In optimal stopping problems, decision makers are assumed to search randomly to learn the utility of alternatives; in contrast, in one-shot multi-attribute utility optimization, decision makers are assumed to have perfect knowledge of utilities. The authors point out that these two contexts represent the boundaries of a continuum, of which the middle remains uncharted: How should people search intelligently when they possess imperfect information about the alternatives? They pose the example of trying to hire a new employee faced with several dozen applications listing their skills and credentials. You need interviews to determine each candidate’s potential. What is the best way to organize the interview process? First, you need to decide the order in which you will be inviting candidates. Then, after each interview you need to decide whether to make an offer to one of the interviewed candidates, thus stopping your search. The first problem is an ordering problem and the second a stopping problem. If credentials were adequate, you would not need an interview, and if credentials were worthless, you would invite people for interviews randomly.
This post looks at a paper, “Rational Hypocrisy: A Bayesian Analysis Based on Informal Argumentation and Slippery Slopes,” Cognitive Science 38 (2014) 1456–1467, written by Tage S. Rai and Keith J. Holyoak (posts Metaphor, Bidirectional Reasoning) that draws a connection between what may look like moral hypocrisy and the categories we select for cases with weak arguments by looking at the slippery slope argument.
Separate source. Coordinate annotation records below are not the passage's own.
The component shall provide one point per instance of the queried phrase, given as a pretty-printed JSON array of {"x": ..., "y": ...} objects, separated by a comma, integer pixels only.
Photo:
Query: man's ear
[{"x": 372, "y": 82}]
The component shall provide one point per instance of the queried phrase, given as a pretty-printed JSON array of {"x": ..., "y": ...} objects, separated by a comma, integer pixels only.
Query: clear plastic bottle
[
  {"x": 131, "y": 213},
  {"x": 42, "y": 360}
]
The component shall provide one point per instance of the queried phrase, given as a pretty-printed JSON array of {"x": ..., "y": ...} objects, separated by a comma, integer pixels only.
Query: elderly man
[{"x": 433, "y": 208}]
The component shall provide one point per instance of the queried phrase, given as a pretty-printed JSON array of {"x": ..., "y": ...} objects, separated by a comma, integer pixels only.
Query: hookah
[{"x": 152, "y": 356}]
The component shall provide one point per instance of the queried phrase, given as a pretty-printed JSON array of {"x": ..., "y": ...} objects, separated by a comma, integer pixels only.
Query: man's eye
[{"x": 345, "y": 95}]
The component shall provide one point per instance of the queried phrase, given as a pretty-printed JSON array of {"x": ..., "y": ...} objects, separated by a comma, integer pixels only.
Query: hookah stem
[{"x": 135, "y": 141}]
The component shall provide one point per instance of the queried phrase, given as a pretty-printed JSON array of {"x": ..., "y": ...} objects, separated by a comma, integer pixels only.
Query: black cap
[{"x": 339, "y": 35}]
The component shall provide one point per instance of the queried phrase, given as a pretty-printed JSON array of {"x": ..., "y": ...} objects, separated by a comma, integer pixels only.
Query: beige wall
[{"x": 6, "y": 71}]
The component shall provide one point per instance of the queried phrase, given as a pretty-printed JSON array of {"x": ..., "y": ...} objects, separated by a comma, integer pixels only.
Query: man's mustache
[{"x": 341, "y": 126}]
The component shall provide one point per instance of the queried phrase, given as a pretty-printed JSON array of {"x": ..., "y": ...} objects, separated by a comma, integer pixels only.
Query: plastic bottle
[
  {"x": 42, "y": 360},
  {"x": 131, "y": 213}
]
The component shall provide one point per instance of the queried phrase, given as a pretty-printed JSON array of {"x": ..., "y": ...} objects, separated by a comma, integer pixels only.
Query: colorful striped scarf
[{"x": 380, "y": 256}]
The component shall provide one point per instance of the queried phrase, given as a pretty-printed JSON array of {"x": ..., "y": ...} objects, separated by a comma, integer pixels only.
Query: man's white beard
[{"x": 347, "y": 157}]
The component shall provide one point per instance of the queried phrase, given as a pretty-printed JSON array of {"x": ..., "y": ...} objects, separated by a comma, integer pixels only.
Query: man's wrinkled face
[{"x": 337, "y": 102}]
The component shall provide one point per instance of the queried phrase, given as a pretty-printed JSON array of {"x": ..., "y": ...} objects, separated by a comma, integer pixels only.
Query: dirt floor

Moral hypocrisy is typically viewed as an ethical accusation: Someone is applying different moral standards to essentially identical cases, dishonestly claiming that one action is acceptable while otherwise equivalent actions are not. The authors provide the following example:
“I respect the jury’s verdict. But I have concluded that the prison sentence given to
Mr. Libby is excessive.” With these words, former President George W. Bush commuted
the sentence of I. Lewis “Scooter” Libby, Jr., for obstruction of justice and leaking the
identity of CIA operative Valerie Plame. Critics of the decision noted that Libby had actually received the minimum sentence allowable for his offense under the law and that many of Libby’s supporters, including the Bush administration, were actively pressing for mandatory minimum sentencing laws at a national level. Accordingly, critics of the decision saw it as a textbook case of moral hypocrisy: Different rules were being applied to Bush’s underling, Libby, than to everyone else in the United States.
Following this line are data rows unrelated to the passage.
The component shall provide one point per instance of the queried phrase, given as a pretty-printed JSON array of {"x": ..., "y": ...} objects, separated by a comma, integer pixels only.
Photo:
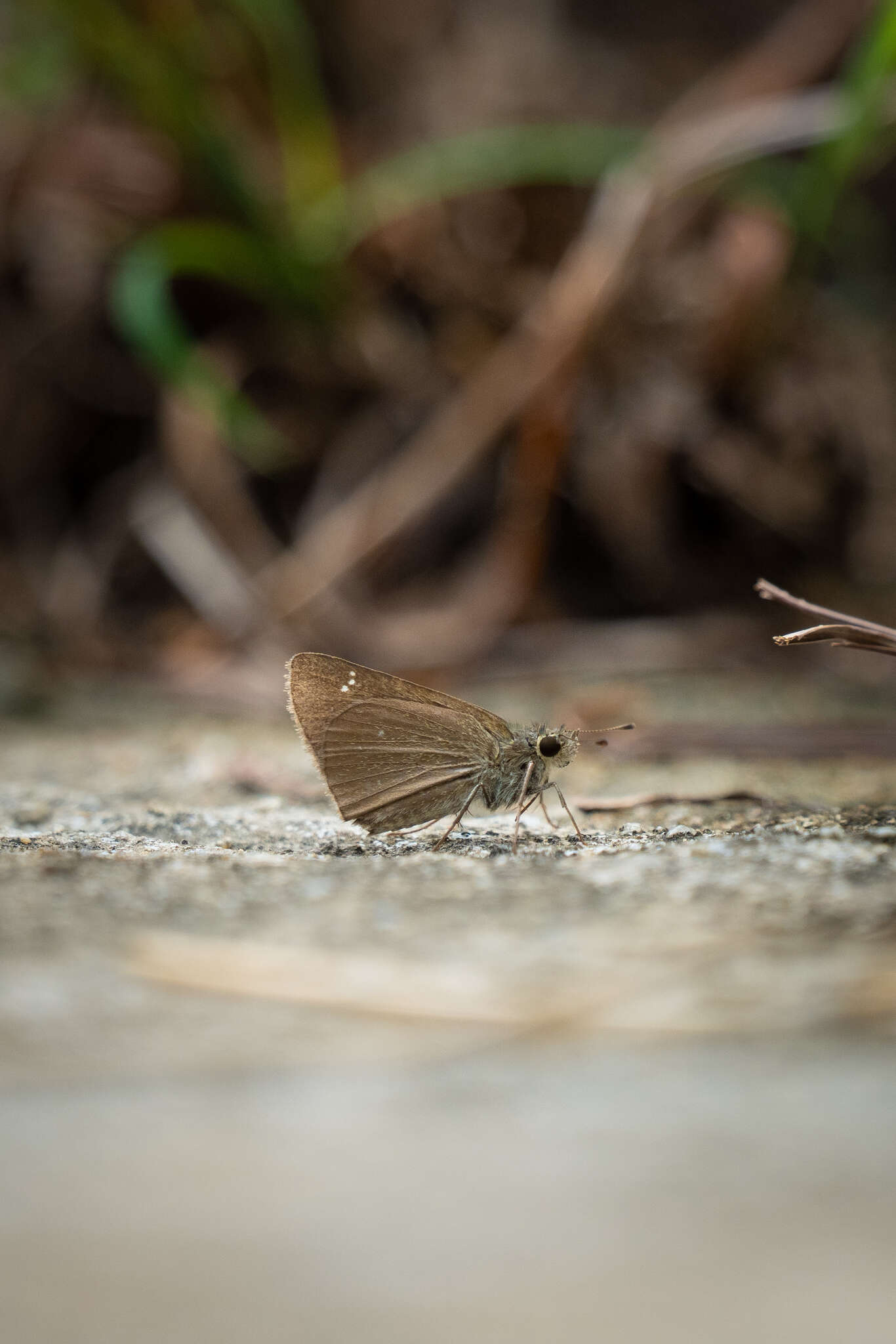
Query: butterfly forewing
[{"x": 393, "y": 753}]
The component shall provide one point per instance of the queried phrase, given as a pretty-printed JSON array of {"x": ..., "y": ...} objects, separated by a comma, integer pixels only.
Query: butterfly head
[{"x": 556, "y": 746}]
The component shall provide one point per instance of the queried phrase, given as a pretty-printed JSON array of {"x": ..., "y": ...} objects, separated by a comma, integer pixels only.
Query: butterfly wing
[{"x": 393, "y": 753}]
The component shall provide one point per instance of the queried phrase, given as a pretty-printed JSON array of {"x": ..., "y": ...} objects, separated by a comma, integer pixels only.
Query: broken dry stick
[{"x": 847, "y": 632}]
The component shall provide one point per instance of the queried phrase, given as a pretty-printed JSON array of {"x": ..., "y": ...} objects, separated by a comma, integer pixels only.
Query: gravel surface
[{"x": 301, "y": 1082}]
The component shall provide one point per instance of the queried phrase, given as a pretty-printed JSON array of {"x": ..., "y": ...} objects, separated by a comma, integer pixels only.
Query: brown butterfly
[{"x": 397, "y": 756}]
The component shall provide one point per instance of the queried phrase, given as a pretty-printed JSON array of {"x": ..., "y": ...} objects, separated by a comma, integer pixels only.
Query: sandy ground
[{"x": 264, "y": 1077}]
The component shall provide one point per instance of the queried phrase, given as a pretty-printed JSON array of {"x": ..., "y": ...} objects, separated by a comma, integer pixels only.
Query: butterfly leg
[
  {"x": 519, "y": 803},
  {"x": 442, "y": 839},
  {"x": 539, "y": 799},
  {"x": 563, "y": 803}
]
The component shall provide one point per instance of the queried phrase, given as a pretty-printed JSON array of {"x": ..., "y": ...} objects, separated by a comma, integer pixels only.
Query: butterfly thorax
[{"x": 542, "y": 747}]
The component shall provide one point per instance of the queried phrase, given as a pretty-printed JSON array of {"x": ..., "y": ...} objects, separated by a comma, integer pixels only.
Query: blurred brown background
[{"x": 386, "y": 328}]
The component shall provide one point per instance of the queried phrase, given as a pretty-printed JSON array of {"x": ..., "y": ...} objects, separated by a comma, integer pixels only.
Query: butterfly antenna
[{"x": 602, "y": 742}]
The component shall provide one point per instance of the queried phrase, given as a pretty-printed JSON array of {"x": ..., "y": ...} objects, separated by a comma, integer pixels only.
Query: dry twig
[{"x": 847, "y": 632}]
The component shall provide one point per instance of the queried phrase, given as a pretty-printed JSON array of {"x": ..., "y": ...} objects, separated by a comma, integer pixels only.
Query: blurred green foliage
[{"x": 284, "y": 236}]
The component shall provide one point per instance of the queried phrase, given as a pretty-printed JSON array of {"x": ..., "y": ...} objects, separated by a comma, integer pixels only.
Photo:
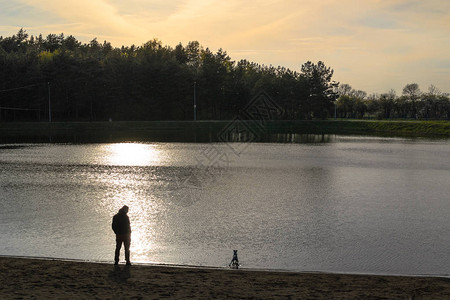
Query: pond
[{"x": 340, "y": 204}]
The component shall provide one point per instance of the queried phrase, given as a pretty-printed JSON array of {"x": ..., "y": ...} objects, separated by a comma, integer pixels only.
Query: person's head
[{"x": 124, "y": 209}]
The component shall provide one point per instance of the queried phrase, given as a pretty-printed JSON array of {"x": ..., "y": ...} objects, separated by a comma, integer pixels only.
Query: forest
[{"x": 59, "y": 78}]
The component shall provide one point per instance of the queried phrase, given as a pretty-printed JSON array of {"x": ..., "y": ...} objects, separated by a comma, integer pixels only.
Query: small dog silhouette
[{"x": 234, "y": 264}]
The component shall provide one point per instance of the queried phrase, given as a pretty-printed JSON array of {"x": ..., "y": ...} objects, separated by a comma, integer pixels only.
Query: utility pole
[
  {"x": 195, "y": 101},
  {"x": 49, "y": 103}
]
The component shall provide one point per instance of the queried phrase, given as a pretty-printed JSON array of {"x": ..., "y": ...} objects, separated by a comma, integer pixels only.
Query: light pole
[
  {"x": 335, "y": 109},
  {"x": 49, "y": 103},
  {"x": 195, "y": 101}
]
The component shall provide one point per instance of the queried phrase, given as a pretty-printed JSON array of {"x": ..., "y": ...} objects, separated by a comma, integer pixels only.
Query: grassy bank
[{"x": 209, "y": 131}]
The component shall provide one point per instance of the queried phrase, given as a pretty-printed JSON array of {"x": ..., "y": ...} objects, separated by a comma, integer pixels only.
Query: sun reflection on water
[
  {"x": 131, "y": 185},
  {"x": 132, "y": 154}
]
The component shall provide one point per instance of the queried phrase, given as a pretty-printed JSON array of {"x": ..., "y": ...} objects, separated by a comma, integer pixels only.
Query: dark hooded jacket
[{"x": 121, "y": 223}]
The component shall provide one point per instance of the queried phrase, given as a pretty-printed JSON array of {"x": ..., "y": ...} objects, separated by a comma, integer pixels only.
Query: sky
[{"x": 373, "y": 45}]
The implicit assumption is that the hypocrite is being dishonest, or at least self deceptive, because the hypocrite must be aware (or should be aware) of the logical inconsistency and is therefore committing a falsehood. Rai and Holyoak have extended the analysis of Corner et al concerning slippery slope (post Slippery Slope) arguments to moral hypocrisy and suggest that the alleged hypocrite may be both honest and rational.